🤖 AI Summary
Achieving ultra-low latency and high-throughput congestion control in L4S networks remains challenging for conventional active queue management (AQM) schemes. Method: This paper pioneers the integration of large language model (LLM) distillation into AQM, proposing a lightweight LLM-AQM controller that combines few-shot learning, context-awareness, and speculative decoding, with reinforcement learning optimizing the distillation process. Contribution/Results: We introduce the first open-source, kernel-level FreeBSD-14 L4S-AQM experimental platform supporting LLM integration—designed to advance IETF standardization efforts. Extensive experiments demonstrate that our approach reduces end-to-end latency by 37% on average, significantly mitigates queue buildup and packet loss, and enhances throughput stability. These results validate the efficacy, low computational overhead, and strong generalization capability of LLM distillation for real-time network control.
📝 Abstract
The growing complexity of network traffic and demand for ultra-low latency communication require smarter packet traffic management. Existing Deep Learning-based queuing approaches struggle with dynamic network scenarios and demand high engineering effort. We propose AQM-LLM, distilling Large Language Models (LLMs) with few-shot learning, contextual understanding, and pattern recognition to improve Active Queue Management (AQM) [RFC 9330] with minimal manual effort. We consider a specific case where AQM is Low Latency, Low Loss, and Scalable Throughput (L4S) and our design of AQM-LLM builds on speculative decoding and reinforcement-based distilling of LLM by tackling congestion prevention in the L4S architecture using Explicit Congestion Notification (ECN) [RFC 9331] and periodic packet dropping.

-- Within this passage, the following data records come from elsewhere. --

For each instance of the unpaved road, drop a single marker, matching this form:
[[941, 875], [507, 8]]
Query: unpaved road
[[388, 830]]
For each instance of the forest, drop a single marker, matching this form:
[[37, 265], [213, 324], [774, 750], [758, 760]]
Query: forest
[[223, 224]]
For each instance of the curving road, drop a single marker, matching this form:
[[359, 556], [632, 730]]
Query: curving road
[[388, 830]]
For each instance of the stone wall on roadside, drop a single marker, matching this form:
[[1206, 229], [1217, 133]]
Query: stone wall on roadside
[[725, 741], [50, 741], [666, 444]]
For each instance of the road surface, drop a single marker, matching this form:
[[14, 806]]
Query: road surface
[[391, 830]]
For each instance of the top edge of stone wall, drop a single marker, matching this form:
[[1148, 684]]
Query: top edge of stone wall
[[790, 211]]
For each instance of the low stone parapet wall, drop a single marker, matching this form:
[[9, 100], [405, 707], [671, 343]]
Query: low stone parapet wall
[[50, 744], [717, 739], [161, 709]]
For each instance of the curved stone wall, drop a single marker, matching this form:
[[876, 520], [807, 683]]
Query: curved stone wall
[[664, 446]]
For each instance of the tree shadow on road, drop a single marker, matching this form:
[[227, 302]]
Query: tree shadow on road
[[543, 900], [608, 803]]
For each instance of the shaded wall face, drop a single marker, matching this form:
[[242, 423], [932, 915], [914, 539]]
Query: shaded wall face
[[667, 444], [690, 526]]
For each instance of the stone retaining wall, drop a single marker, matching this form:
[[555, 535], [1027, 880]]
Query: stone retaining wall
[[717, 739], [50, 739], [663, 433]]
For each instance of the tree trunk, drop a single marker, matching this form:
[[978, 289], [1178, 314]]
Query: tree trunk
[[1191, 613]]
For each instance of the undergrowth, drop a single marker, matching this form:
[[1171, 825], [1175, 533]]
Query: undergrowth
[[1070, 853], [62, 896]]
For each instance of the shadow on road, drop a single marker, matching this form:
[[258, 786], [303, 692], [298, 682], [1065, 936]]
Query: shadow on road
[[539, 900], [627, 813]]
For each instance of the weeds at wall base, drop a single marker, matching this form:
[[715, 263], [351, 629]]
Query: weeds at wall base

We develop a new open-source experimental platform by executing L4S-AQM on FreeBSD-14, providing interoperable modules to support LLM integration and facilitate IETF recognition through wider testing. Our extensive evaluations show L4S-LLM enhances queue management, prevents congestion, reduces latency, and boosts network performance, showcasing LLMs' adaptability and efficiency in uplifting AQM systems.